Fe(II) concentrations (A) and cell concentrations (B) in cultures of strain DS80 cultivated autotrophically with S⁰ as electron donor and Fe(III) (provided as ferric sulfate) as electron acceptor. S⁰ was provided in the bulk medium (control) or was sequestered in dialysis membranes (pore sizes of 12 to 14 kDa or 6 to 8 kDa) to prevent physical contact with the bulk mineral.

FIG 4

Sulfide concentrations (A), sulfate concentrations (B), cell concentrations (C), and available Gibbs free energy (ΔG) per mole of electrons transferred (D) in cultures of strain DS80 grown autotrophically with S⁰ provided as electron donor and acceptor (S⁰ disproportionation).

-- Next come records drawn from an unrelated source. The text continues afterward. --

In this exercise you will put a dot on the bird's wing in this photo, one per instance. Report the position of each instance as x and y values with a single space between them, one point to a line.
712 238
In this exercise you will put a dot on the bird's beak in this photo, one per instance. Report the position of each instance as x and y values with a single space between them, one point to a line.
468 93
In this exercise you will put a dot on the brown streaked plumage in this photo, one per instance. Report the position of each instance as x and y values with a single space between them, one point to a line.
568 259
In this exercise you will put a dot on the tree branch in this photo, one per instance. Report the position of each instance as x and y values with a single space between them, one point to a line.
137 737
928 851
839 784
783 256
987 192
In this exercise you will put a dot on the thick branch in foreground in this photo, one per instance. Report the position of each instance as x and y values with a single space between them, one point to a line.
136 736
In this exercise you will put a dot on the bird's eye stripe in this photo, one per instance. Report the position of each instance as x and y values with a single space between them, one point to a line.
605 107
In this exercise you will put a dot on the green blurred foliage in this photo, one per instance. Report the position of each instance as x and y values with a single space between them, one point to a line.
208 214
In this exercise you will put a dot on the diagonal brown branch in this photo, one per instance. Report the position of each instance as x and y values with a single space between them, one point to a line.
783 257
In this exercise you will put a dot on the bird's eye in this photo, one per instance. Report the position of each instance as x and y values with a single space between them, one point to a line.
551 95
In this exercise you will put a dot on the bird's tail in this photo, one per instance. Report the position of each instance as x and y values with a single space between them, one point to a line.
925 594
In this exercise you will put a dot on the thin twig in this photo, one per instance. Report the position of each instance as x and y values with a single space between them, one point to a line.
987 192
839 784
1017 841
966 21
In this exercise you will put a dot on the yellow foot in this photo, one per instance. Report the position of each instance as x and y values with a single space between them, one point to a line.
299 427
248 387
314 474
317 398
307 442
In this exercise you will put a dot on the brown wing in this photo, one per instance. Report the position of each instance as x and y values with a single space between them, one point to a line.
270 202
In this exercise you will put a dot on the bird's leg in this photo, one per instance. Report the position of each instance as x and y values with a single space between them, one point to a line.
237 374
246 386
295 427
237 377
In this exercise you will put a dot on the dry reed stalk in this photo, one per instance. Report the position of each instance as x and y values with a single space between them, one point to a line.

S⁰ was provided in the bulk medium (control) or was sequestered in dialysis membranes (pore sizes of 12 to 14 kDa or 6 to 8 kDa) to prevent physical contact with the bulk mineral.

FIG 5

Fe(II) concentrations (A) and cell concentrations (B) in cultures of strain DS80 grown autotrophically with H₂ as electron donor and ferrihydrite as electron acceptor. Ferrihydrite was provided in the bulk medium (control) or was sequestered in dialysis membranes (pore sizes of 12 to 14 kDa or 6 to 8 kDa) to prevent physical contact with the bulk mineral. Note the scale difference in the y axis of panel B with respect to other growth conditions.

FIG 6

As(V) concentrations (A), Fe(II) concentrations (B), and cell concentrations (C) in cultures of strain DS80 grown autotrophically with realgar (α-As₄S₄) as electron donor and Fe(III) (provided as ferric sulfate) as electron acceptor. Realgar was provided in the bulk medium (control) or was sequestered in dialysis membranes (pore sizes of 12 to 14 kDa or 6 to 8 kDa) to prevent physical contact with the bulk mineral. Note the scale difference in the y axis of panel C with respect to other growth conditions.